Ночь уже вступила в свои права, но на омытом дождем небе светили только звезды, а луна еще не поднялась над лесом. Некоторое время Стема сидел на месте, пока бродившее в нем напряжение не начало сводить с ума. Поднявшись, он пошел неведомо куда: шатался без дела, то поглядывая туда, где за окошком горницы Светорады светился слабый огонек, то вслушивался в долетавшие со стороны звуки праздника. Подходя к воротам, подле которых стояли охранники, услышал их ворчание: мол, все веселятся, гуляют, а потом и любиться начнут, а они на дозоре. Но и дозор-то они несли как попало, даже песню затянули. Да и чего им опасаться, если и лесные Озерки, и терем князя так надежно скрыты в глухом лесу, дорог сюда почти никаких. Глушь да тишь.

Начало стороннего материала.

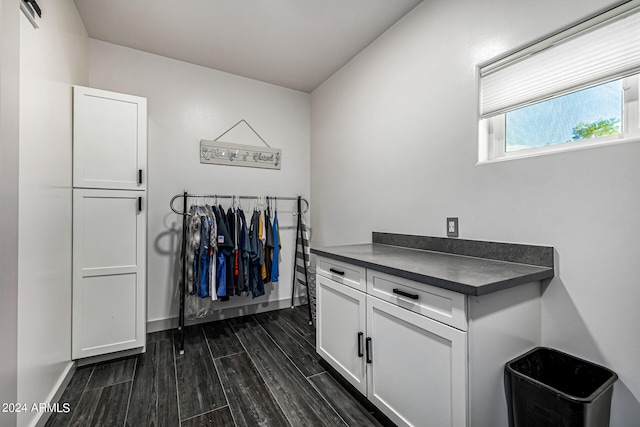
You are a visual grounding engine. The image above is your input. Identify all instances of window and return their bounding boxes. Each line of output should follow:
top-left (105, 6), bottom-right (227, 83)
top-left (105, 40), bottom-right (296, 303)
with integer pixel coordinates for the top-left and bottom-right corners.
top-left (479, 0), bottom-right (640, 163)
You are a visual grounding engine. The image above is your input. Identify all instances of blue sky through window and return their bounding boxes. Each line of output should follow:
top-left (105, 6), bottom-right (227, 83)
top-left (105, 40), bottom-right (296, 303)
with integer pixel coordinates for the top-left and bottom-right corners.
top-left (505, 80), bottom-right (622, 151)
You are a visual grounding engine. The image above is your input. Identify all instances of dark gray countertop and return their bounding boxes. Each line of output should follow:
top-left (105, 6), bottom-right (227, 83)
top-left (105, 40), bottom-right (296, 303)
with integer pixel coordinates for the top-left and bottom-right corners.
top-left (311, 243), bottom-right (554, 295)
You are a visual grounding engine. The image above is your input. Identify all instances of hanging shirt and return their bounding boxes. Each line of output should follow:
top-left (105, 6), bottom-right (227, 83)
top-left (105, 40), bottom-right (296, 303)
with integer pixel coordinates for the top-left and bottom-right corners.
top-left (212, 206), bottom-right (233, 298)
top-left (249, 211), bottom-right (264, 298)
top-left (264, 208), bottom-right (273, 283)
top-left (226, 208), bottom-right (238, 296)
top-left (239, 210), bottom-right (251, 292)
top-left (271, 211), bottom-right (280, 283)
top-left (258, 211), bottom-right (267, 282)
top-left (205, 205), bottom-right (218, 301)
top-left (197, 215), bottom-right (211, 298)
top-left (186, 206), bottom-right (201, 294)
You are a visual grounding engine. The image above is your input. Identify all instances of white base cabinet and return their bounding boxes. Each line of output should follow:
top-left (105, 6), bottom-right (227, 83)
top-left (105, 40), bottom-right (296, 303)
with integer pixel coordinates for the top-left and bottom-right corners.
top-left (316, 257), bottom-right (541, 427)
top-left (367, 296), bottom-right (467, 426)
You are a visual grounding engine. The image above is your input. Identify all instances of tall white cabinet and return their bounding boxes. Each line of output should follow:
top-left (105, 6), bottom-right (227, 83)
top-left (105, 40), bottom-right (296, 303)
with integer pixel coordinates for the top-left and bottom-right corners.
top-left (72, 86), bottom-right (147, 359)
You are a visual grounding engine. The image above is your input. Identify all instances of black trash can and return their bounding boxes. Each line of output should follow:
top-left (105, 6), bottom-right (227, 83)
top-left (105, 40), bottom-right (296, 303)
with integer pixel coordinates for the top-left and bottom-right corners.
top-left (505, 347), bottom-right (618, 427)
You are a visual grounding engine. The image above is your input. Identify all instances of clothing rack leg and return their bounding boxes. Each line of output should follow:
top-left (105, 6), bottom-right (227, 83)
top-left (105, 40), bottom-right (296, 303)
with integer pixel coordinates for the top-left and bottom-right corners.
top-left (298, 201), bottom-right (313, 326)
top-left (178, 191), bottom-right (188, 354)
top-left (291, 198), bottom-right (304, 308)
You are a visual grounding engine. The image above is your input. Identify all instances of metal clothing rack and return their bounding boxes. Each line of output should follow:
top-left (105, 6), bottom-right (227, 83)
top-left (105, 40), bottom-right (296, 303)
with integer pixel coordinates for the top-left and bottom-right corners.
top-left (169, 190), bottom-right (312, 354)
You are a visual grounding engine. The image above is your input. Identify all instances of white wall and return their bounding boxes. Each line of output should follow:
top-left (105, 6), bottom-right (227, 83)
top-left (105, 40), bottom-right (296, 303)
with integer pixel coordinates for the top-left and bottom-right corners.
top-left (0, 0), bottom-right (20, 426)
top-left (16, 0), bottom-right (89, 426)
top-left (311, 0), bottom-right (640, 427)
top-left (90, 40), bottom-right (310, 328)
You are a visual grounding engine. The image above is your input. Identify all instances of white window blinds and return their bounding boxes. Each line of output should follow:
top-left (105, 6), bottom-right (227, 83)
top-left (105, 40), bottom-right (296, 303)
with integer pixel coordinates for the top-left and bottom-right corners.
top-left (480, 1), bottom-right (640, 118)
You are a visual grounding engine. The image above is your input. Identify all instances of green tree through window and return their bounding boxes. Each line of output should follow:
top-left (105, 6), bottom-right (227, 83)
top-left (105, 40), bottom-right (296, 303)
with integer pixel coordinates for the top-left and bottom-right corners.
top-left (573, 118), bottom-right (620, 141)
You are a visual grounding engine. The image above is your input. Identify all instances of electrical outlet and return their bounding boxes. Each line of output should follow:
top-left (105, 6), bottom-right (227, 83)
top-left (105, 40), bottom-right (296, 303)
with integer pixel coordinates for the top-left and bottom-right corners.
top-left (447, 218), bottom-right (458, 237)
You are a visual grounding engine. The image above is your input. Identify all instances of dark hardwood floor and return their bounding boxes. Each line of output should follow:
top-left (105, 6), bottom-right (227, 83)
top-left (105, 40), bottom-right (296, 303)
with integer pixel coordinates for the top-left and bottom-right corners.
top-left (46, 306), bottom-right (387, 427)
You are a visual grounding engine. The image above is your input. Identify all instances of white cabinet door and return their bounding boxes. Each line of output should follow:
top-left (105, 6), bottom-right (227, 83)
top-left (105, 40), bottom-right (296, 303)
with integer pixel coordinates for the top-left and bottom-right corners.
top-left (72, 189), bottom-right (146, 359)
top-left (73, 86), bottom-right (147, 190)
top-left (316, 274), bottom-right (367, 395)
top-left (367, 296), bottom-right (467, 427)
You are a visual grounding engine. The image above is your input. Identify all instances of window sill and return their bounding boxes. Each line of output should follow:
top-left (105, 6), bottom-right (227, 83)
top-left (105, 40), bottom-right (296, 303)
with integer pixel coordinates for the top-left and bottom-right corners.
top-left (476, 132), bottom-right (640, 166)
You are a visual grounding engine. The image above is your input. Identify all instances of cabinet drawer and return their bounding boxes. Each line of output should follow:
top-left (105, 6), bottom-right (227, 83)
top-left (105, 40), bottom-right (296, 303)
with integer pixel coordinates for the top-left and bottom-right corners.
top-left (316, 257), bottom-right (367, 292)
top-left (367, 270), bottom-right (467, 331)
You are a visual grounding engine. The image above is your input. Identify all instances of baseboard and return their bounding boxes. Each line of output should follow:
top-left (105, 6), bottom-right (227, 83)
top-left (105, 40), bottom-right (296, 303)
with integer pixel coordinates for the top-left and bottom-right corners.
top-left (147, 295), bottom-right (307, 333)
top-left (76, 346), bottom-right (147, 367)
top-left (30, 361), bottom-right (76, 427)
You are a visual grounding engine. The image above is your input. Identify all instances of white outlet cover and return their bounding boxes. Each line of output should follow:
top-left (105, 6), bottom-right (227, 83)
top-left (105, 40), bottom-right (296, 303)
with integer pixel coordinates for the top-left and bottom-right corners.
top-left (447, 217), bottom-right (458, 237)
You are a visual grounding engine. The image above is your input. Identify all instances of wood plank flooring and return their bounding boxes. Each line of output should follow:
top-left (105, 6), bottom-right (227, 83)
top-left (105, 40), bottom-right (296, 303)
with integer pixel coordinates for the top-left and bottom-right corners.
top-left (46, 306), bottom-right (389, 427)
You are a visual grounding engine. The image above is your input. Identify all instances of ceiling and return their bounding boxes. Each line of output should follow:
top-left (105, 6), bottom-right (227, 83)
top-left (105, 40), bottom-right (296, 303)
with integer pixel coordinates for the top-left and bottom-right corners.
top-left (74, 0), bottom-right (422, 92)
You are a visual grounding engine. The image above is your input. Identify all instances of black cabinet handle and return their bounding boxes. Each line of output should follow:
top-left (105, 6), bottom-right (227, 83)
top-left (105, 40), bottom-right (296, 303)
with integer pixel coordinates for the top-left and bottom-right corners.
top-left (393, 288), bottom-right (420, 299)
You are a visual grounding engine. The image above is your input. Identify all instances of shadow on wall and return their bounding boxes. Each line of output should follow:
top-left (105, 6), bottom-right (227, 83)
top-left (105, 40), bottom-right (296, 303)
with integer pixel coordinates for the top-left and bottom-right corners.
top-left (154, 217), bottom-right (182, 309)
top-left (542, 268), bottom-right (640, 427)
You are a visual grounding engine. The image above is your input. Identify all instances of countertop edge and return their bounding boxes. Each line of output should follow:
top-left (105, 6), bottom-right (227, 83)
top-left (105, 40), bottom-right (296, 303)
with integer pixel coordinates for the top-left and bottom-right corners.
top-left (311, 248), bottom-right (554, 296)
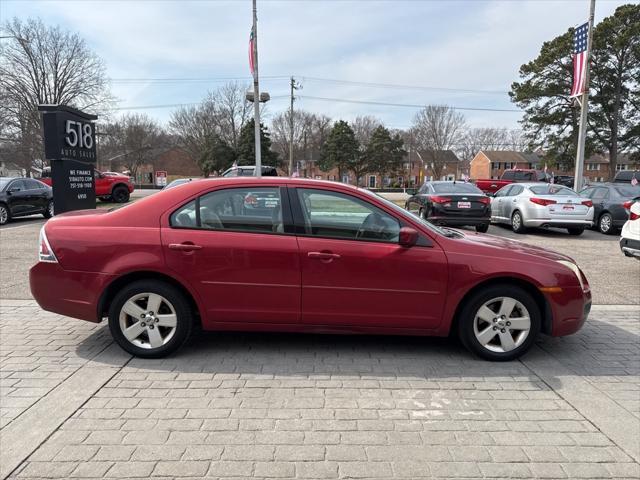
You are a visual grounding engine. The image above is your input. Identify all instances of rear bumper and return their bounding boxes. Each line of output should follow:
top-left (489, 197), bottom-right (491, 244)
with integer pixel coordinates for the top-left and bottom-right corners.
top-left (620, 237), bottom-right (640, 259)
top-left (427, 215), bottom-right (491, 227)
top-left (546, 286), bottom-right (591, 337)
top-left (523, 218), bottom-right (593, 228)
top-left (29, 262), bottom-right (113, 322)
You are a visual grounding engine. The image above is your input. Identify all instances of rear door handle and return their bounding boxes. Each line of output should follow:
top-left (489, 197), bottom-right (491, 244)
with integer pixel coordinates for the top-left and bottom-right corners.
top-left (307, 252), bottom-right (340, 262)
top-left (169, 242), bottom-right (202, 252)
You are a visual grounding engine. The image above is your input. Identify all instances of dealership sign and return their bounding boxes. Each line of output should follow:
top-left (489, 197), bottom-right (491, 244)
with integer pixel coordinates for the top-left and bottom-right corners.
top-left (38, 105), bottom-right (98, 213)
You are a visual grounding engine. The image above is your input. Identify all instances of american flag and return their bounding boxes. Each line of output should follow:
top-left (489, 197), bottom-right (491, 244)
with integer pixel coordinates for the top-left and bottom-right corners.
top-left (249, 27), bottom-right (255, 76)
top-left (571, 23), bottom-right (589, 97)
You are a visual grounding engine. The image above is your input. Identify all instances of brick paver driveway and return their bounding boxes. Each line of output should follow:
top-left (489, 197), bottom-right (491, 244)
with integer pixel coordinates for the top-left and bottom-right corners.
top-left (0, 300), bottom-right (640, 479)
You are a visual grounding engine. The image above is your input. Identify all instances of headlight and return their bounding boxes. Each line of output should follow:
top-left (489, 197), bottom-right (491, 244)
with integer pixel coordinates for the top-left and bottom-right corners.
top-left (556, 260), bottom-right (585, 291)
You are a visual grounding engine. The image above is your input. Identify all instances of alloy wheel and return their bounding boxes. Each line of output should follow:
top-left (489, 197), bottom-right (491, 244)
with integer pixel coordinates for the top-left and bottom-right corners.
top-left (119, 293), bottom-right (178, 349)
top-left (473, 297), bottom-right (531, 353)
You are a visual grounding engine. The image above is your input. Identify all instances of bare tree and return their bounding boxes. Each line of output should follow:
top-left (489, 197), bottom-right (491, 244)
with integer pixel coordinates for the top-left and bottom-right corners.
top-left (205, 82), bottom-right (253, 150)
top-left (101, 113), bottom-right (165, 177)
top-left (411, 105), bottom-right (465, 178)
top-left (0, 18), bottom-right (113, 176)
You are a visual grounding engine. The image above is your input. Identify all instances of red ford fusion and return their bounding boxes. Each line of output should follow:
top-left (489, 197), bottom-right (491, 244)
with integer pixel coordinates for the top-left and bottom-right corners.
top-left (30, 177), bottom-right (591, 360)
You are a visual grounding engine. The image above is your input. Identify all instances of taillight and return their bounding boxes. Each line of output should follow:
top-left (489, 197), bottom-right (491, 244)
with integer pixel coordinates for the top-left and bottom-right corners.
top-left (38, 227), bottom-right (58, 263)
top-left (529, 197), bottom-right (558, 207)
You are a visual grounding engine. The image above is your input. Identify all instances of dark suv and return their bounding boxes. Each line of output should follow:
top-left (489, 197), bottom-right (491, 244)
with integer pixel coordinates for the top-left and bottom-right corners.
top-left (222, 165), bottom-right (278, 177)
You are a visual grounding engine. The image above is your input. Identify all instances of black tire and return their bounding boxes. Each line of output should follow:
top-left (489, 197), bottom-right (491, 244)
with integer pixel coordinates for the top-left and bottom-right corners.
top-left (0, 203), bottom-right (11, 225)
top-left (42, 200), bottom-right (53, 218)
top-left (458, 284), bottom-right (542, 362)
top-left (109, 280), bottom-right (193, 358)
top-left (511, 210), bottom-right (527, 233)
top-left (598, 212), bottom-right (616, 235)
top-left (111, 185), bottom-right (129, 203)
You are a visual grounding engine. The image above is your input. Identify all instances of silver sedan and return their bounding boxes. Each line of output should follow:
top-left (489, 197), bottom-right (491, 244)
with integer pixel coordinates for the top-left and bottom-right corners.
top-left (491, 183), bottom-right (593, 235)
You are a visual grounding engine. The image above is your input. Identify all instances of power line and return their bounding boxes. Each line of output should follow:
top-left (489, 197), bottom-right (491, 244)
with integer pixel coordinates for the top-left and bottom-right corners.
top-left (298, 95), bottom-right (522, 113)
top-left (301, 77), bottom-right (508, 95)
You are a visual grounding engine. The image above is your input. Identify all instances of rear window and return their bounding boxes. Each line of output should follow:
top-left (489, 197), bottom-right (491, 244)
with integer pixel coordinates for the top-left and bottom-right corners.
top-left (615, 185), bottom-right (640, 197)
top-left (433, 182), bottom-right (482, 195)
top-left (529, 184), bottom-right (578, 197)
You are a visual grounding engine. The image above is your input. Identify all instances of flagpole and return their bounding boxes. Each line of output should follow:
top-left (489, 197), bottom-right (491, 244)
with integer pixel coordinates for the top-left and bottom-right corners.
top-left (573, 0), bottom-right (596, 191)
top-left (253, 0), bottom-right (262, 177)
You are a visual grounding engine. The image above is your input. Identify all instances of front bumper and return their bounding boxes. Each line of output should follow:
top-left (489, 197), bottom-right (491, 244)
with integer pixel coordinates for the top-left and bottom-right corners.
top-left (29, 262), bottom-right (113, 322)
top-left (620, 237), bottom-right (640, 259)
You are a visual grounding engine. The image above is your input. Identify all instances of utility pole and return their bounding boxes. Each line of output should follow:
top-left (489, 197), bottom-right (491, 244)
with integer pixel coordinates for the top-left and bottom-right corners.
top-left (253, 0), bottom-right (262, 177)
top-left (289, 77), bottom-right (301, 176)
top-left (573, 0), bottom-right (596, 191)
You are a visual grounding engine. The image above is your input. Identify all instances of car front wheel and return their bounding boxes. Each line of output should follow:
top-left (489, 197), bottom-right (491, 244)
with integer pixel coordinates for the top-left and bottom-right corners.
top-left (511, 210), bottom-right (527, 233)
top-left (0, 203), bottom-right (11, 225)
top-left (458, 285), bottom-right (542, 361)
top-left (109, 280), bottom-right (193, 358)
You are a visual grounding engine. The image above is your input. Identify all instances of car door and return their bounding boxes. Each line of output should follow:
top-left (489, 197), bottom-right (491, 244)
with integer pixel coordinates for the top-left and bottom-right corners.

Наконец из-за деревьев всплыла луна. Время полнолуния уже миновало, лик луны казался чуть скособоченным и оттого скорбным. Однако мокрый лес сразу красиво засиял, устремившись верхушками к небу, во дворе серебристо светились лужи, да и сами постройки терема будто начали мерцать.

Возвращаясь к крыльцу, где он оставил лук со стрелами, Стема неожиданно увидел княжну. Она сидела на ступеньках крыльца, обхватив колени. Была в светлой рубахе, куталась в широкую темную шаль. В лунном свете блеснули сережки, когда она повернулась на звук приближающихся шагов.

Он присел рядом, Светорада поглядела на его снаряжение.

– Смотрю, ты на охоту собрался.

Стема молчал. Почему-то ее приход поверг его в смятение. Он заставлял себя быть спокойным, однако сердце как будто сорвалось в галоп. «Сама пришла. Мне не понадобилось и выманивать из светлицы».

Через некоторое время спросил, где Текла. Княжна ответила, что та уже легла почивать. «Вот и ладненько», – заключил Стема.

Мысли его все равно путались. Отметил лишь, что еще не время. Купальский вечер только начинался, надо было подождать.

Откуда-то из лесу вылетела сова и, пронесясь темной тенью над двором, издала печальный пронзительный крик, заглушив долетавший со стороны гулянки веселый гомон.